Eppure all’inizio non aveva avuto vita facile.

«Il primo anno era stato complicatissimo: non ero gradito e in tanti non me lo mandavano a dire. Poi le cose si sono un po’ distese, ma un gruppo di fieri oppositori l’ho sempre avuto. Adesso è cambiato tutto, avrò partecipato ad almeno 120 assemblee provinciali a distanza, tutti chiedevano la mia presenza perché, dicevano, tu ci infondi coraggio. Non so perché, ho sempre e solo detto le cose che sento e fra queste c’è che ripartiremo: prepariamoci perché ripartiremo».

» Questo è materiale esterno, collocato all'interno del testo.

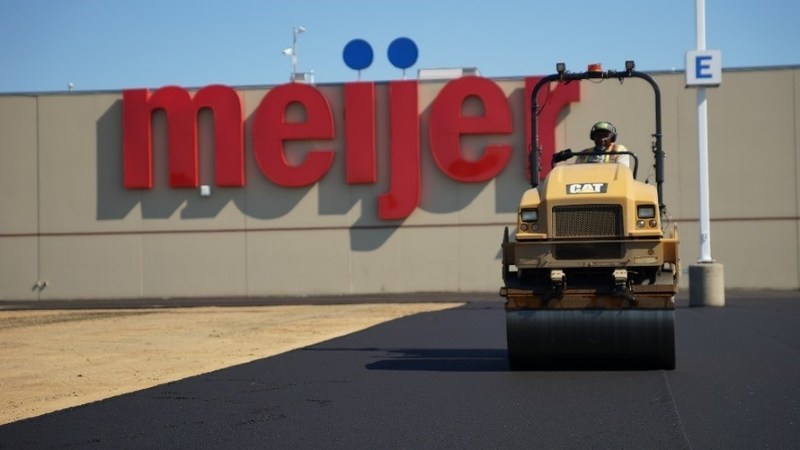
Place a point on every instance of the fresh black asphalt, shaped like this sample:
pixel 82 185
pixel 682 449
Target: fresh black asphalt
pixel 440 380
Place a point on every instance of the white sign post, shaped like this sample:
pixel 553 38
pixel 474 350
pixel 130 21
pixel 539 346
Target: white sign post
pixel 704 68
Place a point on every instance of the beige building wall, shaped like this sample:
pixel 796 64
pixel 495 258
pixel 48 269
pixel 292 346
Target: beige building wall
pixel 66 221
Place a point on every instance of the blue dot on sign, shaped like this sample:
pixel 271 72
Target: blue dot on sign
pixel 357 54
pixel 403 53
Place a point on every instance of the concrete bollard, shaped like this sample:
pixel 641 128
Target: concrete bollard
pixel 706 285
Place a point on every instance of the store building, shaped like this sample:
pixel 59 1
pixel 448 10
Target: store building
pixel 361 188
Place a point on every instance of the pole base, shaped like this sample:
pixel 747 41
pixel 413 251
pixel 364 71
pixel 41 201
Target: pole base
pixel 706 285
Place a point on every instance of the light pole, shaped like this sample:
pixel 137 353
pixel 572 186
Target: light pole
pixel 292 51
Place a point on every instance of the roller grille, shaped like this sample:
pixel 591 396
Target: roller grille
pixel 587 221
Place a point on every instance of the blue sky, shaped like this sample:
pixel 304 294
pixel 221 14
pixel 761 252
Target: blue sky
pixel 113 45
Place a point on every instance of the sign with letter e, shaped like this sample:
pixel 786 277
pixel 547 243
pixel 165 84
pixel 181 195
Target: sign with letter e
pixel 703 68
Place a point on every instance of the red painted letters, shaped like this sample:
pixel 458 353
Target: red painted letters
pixel 270 130
pixel 300 112
pixel 447 124
pixel 359 134
pixel 181 111
pixel 403 196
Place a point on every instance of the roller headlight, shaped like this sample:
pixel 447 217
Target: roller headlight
pixel 529 215
pixel 646 211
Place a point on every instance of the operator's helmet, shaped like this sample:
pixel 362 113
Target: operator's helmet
pixel 607 126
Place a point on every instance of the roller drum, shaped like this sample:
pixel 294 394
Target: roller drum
pixel 584 338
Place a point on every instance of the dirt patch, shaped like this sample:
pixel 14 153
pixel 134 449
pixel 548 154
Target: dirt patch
pixel 51 360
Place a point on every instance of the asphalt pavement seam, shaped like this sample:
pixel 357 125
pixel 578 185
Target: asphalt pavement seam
pixel 675 408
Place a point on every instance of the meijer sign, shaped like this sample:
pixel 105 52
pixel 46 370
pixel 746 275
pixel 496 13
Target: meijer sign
pixel 271 131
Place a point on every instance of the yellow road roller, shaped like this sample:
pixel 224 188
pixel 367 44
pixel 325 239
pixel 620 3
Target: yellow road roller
pixel 591 270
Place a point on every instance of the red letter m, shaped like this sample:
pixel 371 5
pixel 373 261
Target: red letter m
pixel 181 112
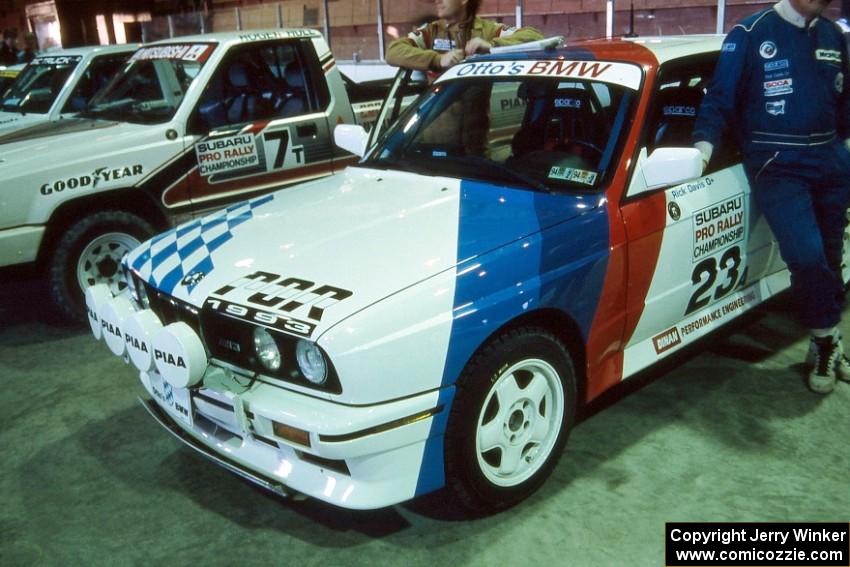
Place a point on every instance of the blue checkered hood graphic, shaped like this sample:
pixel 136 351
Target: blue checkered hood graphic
pixel 168 257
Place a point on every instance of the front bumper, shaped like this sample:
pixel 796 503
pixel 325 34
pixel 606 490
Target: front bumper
pixel 360 457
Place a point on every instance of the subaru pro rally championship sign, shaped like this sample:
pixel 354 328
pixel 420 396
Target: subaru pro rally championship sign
pixel 233 153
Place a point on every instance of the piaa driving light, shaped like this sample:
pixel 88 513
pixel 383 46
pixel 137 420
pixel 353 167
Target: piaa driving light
pixel 266 349
pixel 311 362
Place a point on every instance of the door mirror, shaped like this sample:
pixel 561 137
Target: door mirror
pixel 351 138
pixel 671 166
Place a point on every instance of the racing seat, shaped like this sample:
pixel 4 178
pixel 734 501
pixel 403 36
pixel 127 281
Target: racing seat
pixel 294 99
pixel 573 118
pixel 247 104
pixel 566 123
pixel 678 114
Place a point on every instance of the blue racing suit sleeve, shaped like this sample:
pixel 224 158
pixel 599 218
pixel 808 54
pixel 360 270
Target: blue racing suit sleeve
pixel 718 106
pixel 843 125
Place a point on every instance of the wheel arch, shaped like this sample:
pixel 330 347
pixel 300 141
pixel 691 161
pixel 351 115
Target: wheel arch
pixel 129 200
pixel 563 327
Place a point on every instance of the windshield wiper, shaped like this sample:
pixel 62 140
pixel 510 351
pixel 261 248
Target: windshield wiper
pixel 486 164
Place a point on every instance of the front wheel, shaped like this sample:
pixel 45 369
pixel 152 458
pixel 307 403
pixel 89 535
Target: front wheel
pixel 513 411
pixel 89 252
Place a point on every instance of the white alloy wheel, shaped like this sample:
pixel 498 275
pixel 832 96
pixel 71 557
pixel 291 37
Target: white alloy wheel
pixel 519 422
pixel 100 261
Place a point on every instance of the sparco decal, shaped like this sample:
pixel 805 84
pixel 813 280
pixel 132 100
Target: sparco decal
pixel 286 294
pixel 101 174
pixel 57 60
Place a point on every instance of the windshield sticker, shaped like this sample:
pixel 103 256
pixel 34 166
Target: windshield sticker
pixel 624 74
pixel 186 52
pixel 572 174
pixel 233 153
pixel 282 34
pixel 57 60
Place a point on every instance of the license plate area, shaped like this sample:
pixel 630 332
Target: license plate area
pixel 176 401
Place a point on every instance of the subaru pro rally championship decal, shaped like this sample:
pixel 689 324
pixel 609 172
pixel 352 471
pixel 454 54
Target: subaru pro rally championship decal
pixel 275 301
pixel 225 158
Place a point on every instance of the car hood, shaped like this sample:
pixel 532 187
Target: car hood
pixel 11 121
pixel 341 243
pixel 34 132
pixel 69 142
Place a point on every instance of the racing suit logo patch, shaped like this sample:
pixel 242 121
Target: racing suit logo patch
pixel 776 65
pixel 768 50
pixel 775 107
pixel 778 87
pixel 828 55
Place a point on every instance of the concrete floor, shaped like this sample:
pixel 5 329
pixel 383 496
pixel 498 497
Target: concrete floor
pixel 728 434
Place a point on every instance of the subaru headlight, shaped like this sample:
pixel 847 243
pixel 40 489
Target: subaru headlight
pixel 266 350
pixel 311 362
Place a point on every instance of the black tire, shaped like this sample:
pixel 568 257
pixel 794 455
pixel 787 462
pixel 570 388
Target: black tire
pixel 64 288
pixel 470 475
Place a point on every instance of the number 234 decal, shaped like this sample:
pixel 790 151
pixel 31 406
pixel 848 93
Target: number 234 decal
pixel 705 277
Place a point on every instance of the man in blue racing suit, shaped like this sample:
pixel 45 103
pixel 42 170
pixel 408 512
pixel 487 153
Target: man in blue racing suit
pixel 781 89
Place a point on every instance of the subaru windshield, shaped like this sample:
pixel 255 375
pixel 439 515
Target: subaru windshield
pixel 544 125
pixel 151 87
pixel 38 85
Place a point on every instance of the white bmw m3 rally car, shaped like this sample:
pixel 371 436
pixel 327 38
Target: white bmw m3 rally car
pixel 532 232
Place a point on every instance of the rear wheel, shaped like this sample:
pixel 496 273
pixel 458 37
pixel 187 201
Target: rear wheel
pixel 514 407
pixel 88 253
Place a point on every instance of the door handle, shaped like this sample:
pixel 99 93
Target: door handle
pixel 306 130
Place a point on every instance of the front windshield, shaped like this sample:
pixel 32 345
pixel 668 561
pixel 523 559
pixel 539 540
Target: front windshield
pixel 38 85
pixel 538 131
pixel 151 87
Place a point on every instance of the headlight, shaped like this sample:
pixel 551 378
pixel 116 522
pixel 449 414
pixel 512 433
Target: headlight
pixel 266 349
pixel 311 362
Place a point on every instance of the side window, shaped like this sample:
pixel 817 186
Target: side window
pixel 99 72
pixel 677 102
pixel 676 114
pixel 255 82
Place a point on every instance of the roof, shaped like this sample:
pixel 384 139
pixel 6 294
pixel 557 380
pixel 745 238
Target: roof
pixel 83 51
pixel 243 35
pixel 666 48
pixel 636 49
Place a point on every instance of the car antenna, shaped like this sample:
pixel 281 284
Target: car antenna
pixel 631 20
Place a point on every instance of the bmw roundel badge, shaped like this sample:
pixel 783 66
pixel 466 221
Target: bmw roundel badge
pixel 192 278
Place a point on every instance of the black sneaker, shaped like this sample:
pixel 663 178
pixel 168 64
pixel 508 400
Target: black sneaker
pixel 827 353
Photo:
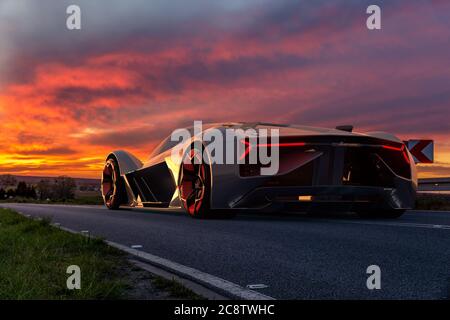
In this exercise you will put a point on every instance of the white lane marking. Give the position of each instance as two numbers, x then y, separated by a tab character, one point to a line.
206	279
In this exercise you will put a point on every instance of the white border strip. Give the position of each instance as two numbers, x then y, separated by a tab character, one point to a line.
210	281
228	288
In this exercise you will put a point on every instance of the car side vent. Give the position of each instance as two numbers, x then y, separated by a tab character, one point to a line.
347	128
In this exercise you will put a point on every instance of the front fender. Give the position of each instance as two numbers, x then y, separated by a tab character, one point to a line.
127	162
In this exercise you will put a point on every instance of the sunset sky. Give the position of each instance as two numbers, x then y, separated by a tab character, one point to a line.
140	68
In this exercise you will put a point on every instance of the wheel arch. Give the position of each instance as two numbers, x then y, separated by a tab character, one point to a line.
126	161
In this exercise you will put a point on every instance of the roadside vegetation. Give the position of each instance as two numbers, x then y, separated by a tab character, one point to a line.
59	190
34	256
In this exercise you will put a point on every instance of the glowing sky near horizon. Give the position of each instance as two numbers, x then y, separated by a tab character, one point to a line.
139	69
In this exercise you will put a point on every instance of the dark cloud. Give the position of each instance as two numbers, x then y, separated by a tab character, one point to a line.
54	151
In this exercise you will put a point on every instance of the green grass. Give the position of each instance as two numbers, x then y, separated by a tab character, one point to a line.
80	200
34	257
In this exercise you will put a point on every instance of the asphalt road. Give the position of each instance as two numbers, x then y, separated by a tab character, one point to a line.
297	257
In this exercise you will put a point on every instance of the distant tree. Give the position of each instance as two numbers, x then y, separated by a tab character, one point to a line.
64	188
7	180
22	189
31	192
44	188
11	193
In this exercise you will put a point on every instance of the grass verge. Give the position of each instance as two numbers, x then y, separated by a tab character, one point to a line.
34	257
81	200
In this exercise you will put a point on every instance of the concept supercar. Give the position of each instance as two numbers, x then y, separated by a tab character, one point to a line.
372	174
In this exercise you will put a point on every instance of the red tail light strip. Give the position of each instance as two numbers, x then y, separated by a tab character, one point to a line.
248	147
401	149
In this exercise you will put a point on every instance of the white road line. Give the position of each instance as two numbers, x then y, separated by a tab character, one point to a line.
206	279
212	282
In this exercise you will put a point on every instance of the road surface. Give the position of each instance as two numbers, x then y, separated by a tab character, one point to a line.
295	256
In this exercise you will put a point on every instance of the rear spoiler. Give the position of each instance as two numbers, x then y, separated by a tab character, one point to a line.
422	151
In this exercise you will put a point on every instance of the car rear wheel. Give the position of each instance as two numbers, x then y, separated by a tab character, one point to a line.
113	189
194	184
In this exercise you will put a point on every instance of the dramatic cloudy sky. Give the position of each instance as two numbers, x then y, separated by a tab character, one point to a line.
139	68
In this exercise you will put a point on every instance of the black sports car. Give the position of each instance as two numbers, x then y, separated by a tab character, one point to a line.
372	174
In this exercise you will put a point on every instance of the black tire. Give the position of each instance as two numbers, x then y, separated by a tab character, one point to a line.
382	214
113	186
194	183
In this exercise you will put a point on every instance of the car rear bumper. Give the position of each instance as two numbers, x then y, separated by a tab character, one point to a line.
335	198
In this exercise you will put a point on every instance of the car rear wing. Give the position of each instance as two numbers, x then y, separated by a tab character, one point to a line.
422	151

Prepariamoci in che senso?

«Per un anno abbiamo chiuso in casa le generazioni più giovani, senza la scuola, senza la strada, senza il cortile, senza gli amici, senza lo sport e poi ci stupiamo se ogni tanto succede una scazzottata in piazza. Il giorno in cui si riaprirà dovremo essere pronti e dire alle società sportive di fare l’appello e andare a prendere chi manca. Non potremo ripartire col solito metodo, dobbiamo offrire ai ragazzi un motivo per uscire di casa e togliere loro l’idea che si può vivere bene in pigiama da soli o con i genitori. Senza l’incontro con altri della loro età, che hanno i loro stessi problemi, facilmente possono perdere la stima in loro stessi».